You can pull up articles on the web if you'd like. Just google the term "touch deprivation" and you'll be led to a lot of scholarly articles that talk about how some old people, people who live alone, people who have no partners or never found "the one" or in the case of polyamory, a taste for multiple partners when all they wanted was a single person who would hold their hand in a movie. You will see that it's a huge growing problem in our collective society...this growing apart...this reluctance to touch another human being. Imagine what it is like to have no one willing to touch you for years at a time for whatever reasons. You go about your years eating food, sleeping alone, filling your days reading books or watching t.v., and no one cares. No one touches you. Ever. Someone might have a conversation with you...from six feet away. Someone might sit on the couch with you...with pillows arranged as armrests to keep a territorial bubble of "no touching." Imagine the awkwardness of asking a friend, "Hey...do you think I could get a hug?" Then seeing the discomfort in dudebro's eyes as he says awkwardly, "uh...sure...I guess..."
People might say, "Well it can't be harmful." But the studies done suggest otherwise because it adds tremendous discontent and misery into society that has dangerous ramifications. So people whine and scream all day long about how their financial needs are not getting met, yet they could care less that there are millions of people out there whose emotional and physical needs are also not getting met. I don't know if I have an answer as to why this is happening in society. Maybe people are growing afraid of others because touching the wrong person could label them "pariah." Maybe people are selfish, and they only want to touch those (and be touched by those) whom they find attractive. Maybe our society is so awesome at creating boundaries that we have effectively given everyone the tools they need to make impenetrable barriers between each other...you know...to protect everyone from harm. Maybe that's it...a pervasive fear that somehow, somewhere, someone will be harmed. Pack everyone in Styrofoam, kids included, NO TOUCHING! SCREAM IF YOU ARE TOUCHED!! #METOO even if the touch was a passing glance, a brief "skin on the elbow" thing.

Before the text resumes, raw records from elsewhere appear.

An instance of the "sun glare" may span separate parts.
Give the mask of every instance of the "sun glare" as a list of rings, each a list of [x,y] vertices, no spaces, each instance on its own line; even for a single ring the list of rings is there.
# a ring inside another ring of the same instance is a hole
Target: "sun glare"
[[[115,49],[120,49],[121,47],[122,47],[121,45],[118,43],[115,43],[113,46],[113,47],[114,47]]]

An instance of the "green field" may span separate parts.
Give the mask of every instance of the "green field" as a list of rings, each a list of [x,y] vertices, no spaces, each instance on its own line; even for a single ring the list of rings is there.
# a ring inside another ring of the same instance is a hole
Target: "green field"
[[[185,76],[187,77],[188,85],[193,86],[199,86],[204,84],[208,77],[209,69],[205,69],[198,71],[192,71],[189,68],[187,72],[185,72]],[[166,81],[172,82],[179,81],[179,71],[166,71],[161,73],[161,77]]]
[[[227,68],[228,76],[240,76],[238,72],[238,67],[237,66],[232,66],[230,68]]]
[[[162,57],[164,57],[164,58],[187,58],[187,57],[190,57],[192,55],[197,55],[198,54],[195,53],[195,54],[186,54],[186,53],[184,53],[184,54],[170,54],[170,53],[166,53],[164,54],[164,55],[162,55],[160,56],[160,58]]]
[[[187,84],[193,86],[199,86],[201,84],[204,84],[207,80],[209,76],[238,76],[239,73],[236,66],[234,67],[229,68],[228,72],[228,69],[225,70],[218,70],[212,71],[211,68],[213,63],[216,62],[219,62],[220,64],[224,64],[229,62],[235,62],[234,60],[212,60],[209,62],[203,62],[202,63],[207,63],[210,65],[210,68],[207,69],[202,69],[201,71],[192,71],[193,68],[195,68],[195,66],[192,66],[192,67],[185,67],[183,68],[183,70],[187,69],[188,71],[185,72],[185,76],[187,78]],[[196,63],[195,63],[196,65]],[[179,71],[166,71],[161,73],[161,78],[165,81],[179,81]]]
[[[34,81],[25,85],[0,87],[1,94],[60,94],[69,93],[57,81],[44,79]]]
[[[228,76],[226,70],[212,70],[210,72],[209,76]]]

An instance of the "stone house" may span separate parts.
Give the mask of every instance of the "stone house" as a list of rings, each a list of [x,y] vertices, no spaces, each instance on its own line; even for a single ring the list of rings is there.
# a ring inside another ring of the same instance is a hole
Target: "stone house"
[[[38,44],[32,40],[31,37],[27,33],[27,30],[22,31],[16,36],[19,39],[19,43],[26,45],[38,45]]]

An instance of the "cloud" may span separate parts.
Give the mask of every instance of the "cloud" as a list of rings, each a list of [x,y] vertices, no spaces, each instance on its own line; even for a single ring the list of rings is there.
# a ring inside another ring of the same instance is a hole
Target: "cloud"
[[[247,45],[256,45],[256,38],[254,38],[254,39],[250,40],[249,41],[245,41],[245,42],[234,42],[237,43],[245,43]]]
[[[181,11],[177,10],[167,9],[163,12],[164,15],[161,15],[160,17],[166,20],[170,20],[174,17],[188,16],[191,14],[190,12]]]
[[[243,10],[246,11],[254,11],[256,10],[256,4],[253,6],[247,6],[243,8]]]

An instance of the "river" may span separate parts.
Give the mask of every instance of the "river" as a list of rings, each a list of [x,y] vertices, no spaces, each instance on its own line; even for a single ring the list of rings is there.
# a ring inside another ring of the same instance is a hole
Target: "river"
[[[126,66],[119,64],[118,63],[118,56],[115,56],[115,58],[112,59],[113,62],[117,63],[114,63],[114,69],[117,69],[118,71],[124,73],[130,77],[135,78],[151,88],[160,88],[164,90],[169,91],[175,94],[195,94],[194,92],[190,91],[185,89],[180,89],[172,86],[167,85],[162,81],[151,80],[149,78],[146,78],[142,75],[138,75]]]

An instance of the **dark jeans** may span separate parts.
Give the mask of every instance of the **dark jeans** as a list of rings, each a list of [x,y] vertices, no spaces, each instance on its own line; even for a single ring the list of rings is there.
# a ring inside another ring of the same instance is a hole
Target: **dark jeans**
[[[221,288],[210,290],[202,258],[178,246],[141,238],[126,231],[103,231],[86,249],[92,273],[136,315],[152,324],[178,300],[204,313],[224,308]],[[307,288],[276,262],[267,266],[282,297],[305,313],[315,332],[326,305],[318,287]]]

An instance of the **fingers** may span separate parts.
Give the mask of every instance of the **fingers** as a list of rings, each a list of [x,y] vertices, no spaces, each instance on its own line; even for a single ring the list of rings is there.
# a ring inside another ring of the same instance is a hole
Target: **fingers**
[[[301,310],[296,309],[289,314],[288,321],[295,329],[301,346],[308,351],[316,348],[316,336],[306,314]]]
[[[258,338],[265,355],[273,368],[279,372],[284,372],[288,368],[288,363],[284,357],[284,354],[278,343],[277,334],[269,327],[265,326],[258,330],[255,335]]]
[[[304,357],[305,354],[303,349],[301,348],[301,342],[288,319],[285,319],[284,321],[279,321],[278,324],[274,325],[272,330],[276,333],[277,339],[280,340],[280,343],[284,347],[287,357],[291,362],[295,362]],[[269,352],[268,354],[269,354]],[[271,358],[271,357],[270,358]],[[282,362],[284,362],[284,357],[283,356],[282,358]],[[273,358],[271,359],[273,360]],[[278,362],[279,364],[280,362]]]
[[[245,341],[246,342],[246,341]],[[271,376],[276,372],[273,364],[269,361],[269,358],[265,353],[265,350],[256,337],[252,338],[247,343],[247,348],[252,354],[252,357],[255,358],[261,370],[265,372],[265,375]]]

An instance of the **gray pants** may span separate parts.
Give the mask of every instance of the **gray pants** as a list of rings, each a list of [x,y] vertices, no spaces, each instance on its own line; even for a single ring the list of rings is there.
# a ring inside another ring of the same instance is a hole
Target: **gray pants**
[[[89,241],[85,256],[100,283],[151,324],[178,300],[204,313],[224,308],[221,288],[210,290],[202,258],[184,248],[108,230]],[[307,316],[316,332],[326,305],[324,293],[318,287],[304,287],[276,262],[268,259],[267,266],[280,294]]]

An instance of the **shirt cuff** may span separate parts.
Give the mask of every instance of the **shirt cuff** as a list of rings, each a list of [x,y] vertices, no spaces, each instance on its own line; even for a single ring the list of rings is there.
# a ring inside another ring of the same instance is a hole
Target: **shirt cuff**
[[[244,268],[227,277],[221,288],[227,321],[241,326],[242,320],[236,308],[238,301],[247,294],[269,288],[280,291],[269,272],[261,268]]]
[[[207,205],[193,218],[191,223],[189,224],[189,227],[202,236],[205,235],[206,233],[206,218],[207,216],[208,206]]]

Humans are gross and disgusting creatures. Maybe people have forgotten that, and they pretend that they are not a gross and disgusting creature and that somehow, by touching another human, the grossness might rub off on them. Maybe it's narcissism finally birthing it's terrible child: a society wherein we interact with one another through a screen instead of face to face. A screen is so much cleaner, it can be sanitized, and it can be free of dirt if one is willing. And the images can be photoshopped so that they are seen in only the best light. Maybe this is how the great civilizations fall...when they rise to the point that everyone thinks of themselves as too perfect to actually soil themselves with the possibility of another person's slight imperfections.
Again, I'm not sure what's happening culturally in America today. But I know it is happening because I talk to lonely old people every day (and those ages keep dropping to younger and younger folks) as a part of my job. Anyone else noticing this? Anyone else feeling physically and emotionally deprived?
Just a thought: maybe the people screaming about income inequality already have their emotional and physical needs met by persons in their lives. In this case, maybe the only "hole" in their lives is money. I hate to think of what this means: they probably don't care or even have the empathy to believe that someone else doesn't have it as rich as they do in that department. If someone doesn't have any empathy for another person's suffering, it sure does make it difficult to want to help them out. In that aspect, maybe we are all just screwed because no one is going to help anyone out at all.